We can show YOU how to cut your mortgage term by up to ½ and you will be paying LESS per month. The results we achieve for our clients will blow you away!
What is Refinancing?
Refinancing is the rolling of all of your existing debts into one loan, which will give you a lower repayment as well as a lower interest rate. The average Australian refinances his/her existing debts (credit cards, personal loans etc.) onto their home loan every 3.2 years.
What are the benefits of Refinancing?
There are plenty of advantages for you in refinancing your home loan. The major benefit is having a lower monthly repayment. You will also have a lower interest rate, a reduced mortgage term and we will be able to show you how to get your income to start working for you and NOT the banks!
An example of the benefits of Refinancing your home loan?
You may have existing credit card and personal loan debts totaling for example $10,000. You are currently paying $400 per month for this debt. By refinancing this personal debt onto your home loan, you will reduce your monthly repayments of $400 down to $200 per month and reduce your interest rate from 16% down to 7%. You will also own your home sooner!
Most people refinance for one of the following reasons:
You want to renovate your home.
You want to pay off debts more quickly and cheaply by rolling them into your home loan.
You want to get a cheaper rate, even if it means giving up a few loan features. For instance, many people find after a few years that they’re not making best use of a higher-rate mortgage offset loan.
You want to raise cash for a purchase such as a car or to have an overseas holiday.
You realise that your home loan doesn’t suit your personal habits. This often happens to “line of credit” borrowers, who eventually realise they’d be better off with a loan that forced them to pay it off over time.
You have a good income and you want a home loan that will actually allow your income to start working for you- an “all-in-one” account.

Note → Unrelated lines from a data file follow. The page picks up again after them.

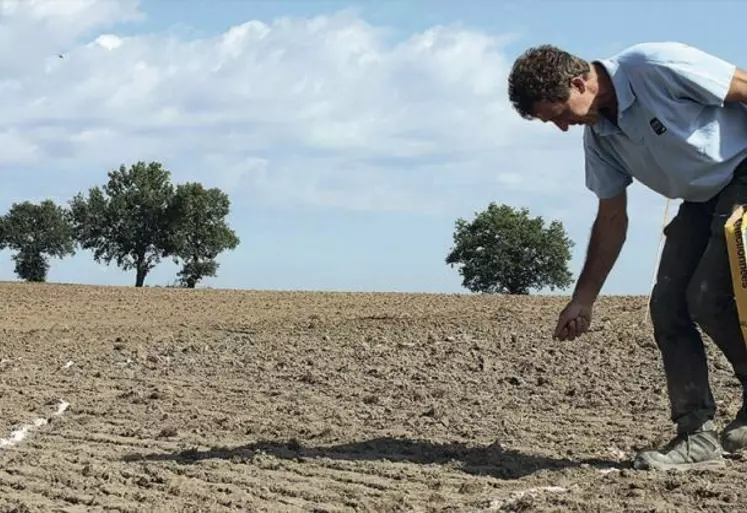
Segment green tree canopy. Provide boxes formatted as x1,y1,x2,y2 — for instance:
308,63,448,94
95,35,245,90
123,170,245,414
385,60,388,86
0,200,75,282
169,183,239,288
446,203,573,295
70,162,174,287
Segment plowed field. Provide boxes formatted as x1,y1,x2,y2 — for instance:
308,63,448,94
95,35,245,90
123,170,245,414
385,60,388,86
0,283,747,513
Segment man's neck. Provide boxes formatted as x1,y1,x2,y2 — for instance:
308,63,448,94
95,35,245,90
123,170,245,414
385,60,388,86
592,62,617,124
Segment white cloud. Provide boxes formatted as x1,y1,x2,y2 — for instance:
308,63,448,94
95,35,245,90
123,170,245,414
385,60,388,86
0,0,664,228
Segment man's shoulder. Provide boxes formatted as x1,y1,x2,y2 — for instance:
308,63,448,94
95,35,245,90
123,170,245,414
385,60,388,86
610,41,699,67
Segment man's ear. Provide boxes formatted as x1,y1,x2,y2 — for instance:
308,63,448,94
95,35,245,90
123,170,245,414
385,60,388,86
571,77,586,93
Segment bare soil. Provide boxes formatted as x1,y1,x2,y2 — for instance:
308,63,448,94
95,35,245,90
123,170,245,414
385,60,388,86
0,283,747,513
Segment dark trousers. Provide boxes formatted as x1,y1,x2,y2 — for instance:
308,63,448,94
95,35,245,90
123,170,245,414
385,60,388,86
651,161,747,433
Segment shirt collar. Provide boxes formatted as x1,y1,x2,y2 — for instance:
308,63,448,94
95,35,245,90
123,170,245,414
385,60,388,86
592,58,635,136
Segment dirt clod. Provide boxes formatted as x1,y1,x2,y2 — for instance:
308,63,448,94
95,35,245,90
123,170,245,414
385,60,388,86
0,283,747,513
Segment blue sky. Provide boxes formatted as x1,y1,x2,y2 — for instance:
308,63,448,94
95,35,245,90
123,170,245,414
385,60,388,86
0,0,747,294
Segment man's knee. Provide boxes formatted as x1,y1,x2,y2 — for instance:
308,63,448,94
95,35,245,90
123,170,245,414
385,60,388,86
687,278,734,326
649,278,687,338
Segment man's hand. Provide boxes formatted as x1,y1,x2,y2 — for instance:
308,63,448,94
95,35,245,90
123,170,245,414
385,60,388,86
553,299,592,340
553,191,628,340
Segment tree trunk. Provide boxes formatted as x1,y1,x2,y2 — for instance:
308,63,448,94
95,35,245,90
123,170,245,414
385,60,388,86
135,265,148,287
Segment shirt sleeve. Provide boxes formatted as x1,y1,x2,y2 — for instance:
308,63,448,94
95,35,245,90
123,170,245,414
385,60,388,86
639,43,736,107
584,130,633,199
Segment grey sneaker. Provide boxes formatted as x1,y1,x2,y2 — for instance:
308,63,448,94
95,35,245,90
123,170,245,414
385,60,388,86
633,430,726,470
721,408,747,453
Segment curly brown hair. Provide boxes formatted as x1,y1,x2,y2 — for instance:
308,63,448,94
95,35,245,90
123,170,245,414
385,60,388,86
508,45,591,119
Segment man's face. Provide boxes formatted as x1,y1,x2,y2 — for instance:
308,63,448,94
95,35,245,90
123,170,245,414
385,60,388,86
534,77,598,132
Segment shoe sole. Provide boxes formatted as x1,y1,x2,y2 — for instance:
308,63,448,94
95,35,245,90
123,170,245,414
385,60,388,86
633,460,726,472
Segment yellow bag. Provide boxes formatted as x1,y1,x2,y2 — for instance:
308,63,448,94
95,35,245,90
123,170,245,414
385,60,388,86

You are currently paying a high interest rate – for example, if you arranged a low-deposit, rising-rate home loan from your builder.
You want to switch from a fixed rate to a variable rate, perhaps because you can accept the risk of higher repayments.
You want to switch from a variable rate to a fixed rate, perhaps because you need the certainty that your repayments will stay the same for the next three years or so.